She remained in her hole, listening to the roaring of the fires, while the morning light strengthened. The shouts were distant now, coming from beyond the palisade gate. For a brief time, there was silence. Smoke rolled past in waves, borne by the morning breeze; ash, like bits of polluted snow, settled from the sky. A finger of wind flicked ash into a whirlwind, dancing it around. Then it went over to tease the little girl’s hair before it skipped away.
How could the Chikosi have done this? Every trail and waterway was crawling with travelers headed home from the marriage. Someone should have seen a war party of this size. But what better time—assuming you could avoid detection? White Arrow Town was reeling from four days of festivities, Dances, feasts, and games. Everyone was exhausted. With so many people everywhere, they’d believed themselves safe. The thought of an attack wouldn’t have crossed her mind.
A roof crashed as it fell into a gutted house and shot a vomit of sparks into the choking sky.

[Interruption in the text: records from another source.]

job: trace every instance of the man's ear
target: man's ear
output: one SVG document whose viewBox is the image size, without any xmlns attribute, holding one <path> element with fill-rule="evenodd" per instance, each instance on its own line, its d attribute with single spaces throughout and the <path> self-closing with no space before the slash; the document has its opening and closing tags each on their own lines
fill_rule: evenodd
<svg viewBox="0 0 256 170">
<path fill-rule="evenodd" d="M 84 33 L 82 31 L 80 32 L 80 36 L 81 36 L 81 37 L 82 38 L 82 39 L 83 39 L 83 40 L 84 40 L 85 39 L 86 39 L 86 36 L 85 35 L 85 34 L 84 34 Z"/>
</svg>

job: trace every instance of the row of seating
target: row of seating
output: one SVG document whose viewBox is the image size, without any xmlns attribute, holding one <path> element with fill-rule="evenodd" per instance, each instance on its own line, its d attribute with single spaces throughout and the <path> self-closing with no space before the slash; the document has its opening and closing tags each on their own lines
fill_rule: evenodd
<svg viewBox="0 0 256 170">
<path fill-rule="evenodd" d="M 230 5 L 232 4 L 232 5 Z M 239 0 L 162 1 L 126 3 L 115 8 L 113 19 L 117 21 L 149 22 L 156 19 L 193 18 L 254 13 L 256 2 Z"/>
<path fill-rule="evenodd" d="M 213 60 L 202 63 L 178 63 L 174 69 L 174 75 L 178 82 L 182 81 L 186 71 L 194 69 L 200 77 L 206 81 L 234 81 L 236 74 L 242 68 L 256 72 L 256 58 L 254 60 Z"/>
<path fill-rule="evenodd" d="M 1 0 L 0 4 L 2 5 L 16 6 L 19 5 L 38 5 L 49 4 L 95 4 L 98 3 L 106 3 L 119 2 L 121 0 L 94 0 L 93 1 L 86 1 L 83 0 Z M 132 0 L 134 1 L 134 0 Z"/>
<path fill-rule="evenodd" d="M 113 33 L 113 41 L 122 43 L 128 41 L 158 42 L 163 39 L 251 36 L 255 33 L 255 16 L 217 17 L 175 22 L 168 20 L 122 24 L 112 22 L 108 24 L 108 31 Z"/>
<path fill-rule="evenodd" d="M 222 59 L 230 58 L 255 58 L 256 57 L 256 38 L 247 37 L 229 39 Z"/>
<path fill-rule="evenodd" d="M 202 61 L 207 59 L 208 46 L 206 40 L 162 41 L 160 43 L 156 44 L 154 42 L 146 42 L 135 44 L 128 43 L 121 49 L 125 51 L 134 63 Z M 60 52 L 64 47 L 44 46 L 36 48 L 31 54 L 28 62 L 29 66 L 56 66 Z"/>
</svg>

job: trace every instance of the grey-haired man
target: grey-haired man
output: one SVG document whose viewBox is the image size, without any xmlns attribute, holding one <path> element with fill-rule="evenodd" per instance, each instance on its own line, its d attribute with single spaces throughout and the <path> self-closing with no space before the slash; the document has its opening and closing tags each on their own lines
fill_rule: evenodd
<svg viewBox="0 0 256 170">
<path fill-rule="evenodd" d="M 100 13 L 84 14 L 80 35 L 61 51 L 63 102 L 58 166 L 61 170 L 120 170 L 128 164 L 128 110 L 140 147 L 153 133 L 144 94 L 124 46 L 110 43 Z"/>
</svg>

Moments later, a conch horn sounded from behind. Its mellow note rose on the dirty morning, hanging, somehow mocking. Almost instantly the warriors reappeared, passing like gray ghosts through the smoke haze. They glanced this way and that, bows at the ready, arrows nocked. And then, like mythical beasts, they were gone.
Only silence, the billowing smoke and ash, and the little dead girl’s body remained. How long did Old Woman Fox hide there? When it was over, she could only judge time by the sun: a brown orb piercing the smoke, no more than a hand’s height above the horizon.
Old Woman Fox climbed out when two men appeared, White Arrow warriors, advancing with drawn bows.
“Here!” she called, coughing from the ache in her throat. “Don’t shoot.”
“Matron?” one of the men called. “Are there others?”
“Just me.”
“Go to the gate. It’s safe there.”
She hurried past, coughing against the smoke-tickle in her lungs. Here and there a house had avoided the flames. Corpses and the dying lay scattered amidst the trash that had been left from the feasting in Screaming Falcon’s honor. No one had had time to clean up. The granaries were roaring infernos. Twice the burning granaries made her backtrack. She had to walk wide, shielding herself from the searing heat with her hand.
As she made her way through the bodies—many of them crudely scalped—it began to dawn on her: mostly children, women, and the elderly. The ones who couldn’t run fast. With few exceptions, they had been shot in the back or clubbed from behind. Some still lived, writhing and groaning, the barbed shafts protruding from guts, chests, or thighs. The lucky ones had been hit in the heart or lungs, or subsequently had their heads caved in with a war club.
At the palisade gate, she found a nightmare. This had been the goal of the drive. Here people had crowded together before spilling out the gate, and the enemy archers had closed the circle. From the look of it, they couldn’t miss. A pile of dead, three deep in places, lay in a ring, many bristling with three or four arrows. Some still writhed and moaned; the sight of the moving dead numbed her souls.
She dropped to her knees, staring in horror. Her eyes refused to recognize the warriors, picking their way through the piled limbs, heads, and torsos before charging into the burning town in search of a vanished enemy. Instead she stared at the dead, who watched her from drying eyes, expressions slack, mouths hung wide. And in the pile, the dying writhed, groaned, and twitched, their bodies intertwined with the dead.
The odd question formed: Why are so many killed with our own arrows?
But then, where else would the enemy resupply but by robbing the houses before they fired them?
Later she remembered disembodied voices saying, “They came from the river. Swam in.” “They’ve taken our canoes.” “At least eight prisoners, probably a lot more.”
Someone else told her, “No one has seen the high minko or Screaming Falcon.”
When they came with questions, she just waved them off, saying, “You decide.”
The rest of the day became a walking Dream—like looking at the carnage through rippling water. Somewhere in that glassy quivering memory, she found Sweet Smoke’s body. Half charred by the heat from her burning house and clothing, she looked like clay—and with her coating of gray ash, not quite real.
Is this how the world ends?
Sixteen
A fit of shivering brought young Crabapple awake. In the name of the Ancestors, had he ever been so cold? He groaned, teeth chattering, as he sat up. Most of the leaves he’d piled over him the night before fell away; the rest, brown and crackling, stuck in his hair, and some slipped down his collar, scratching his goosefleshed skin.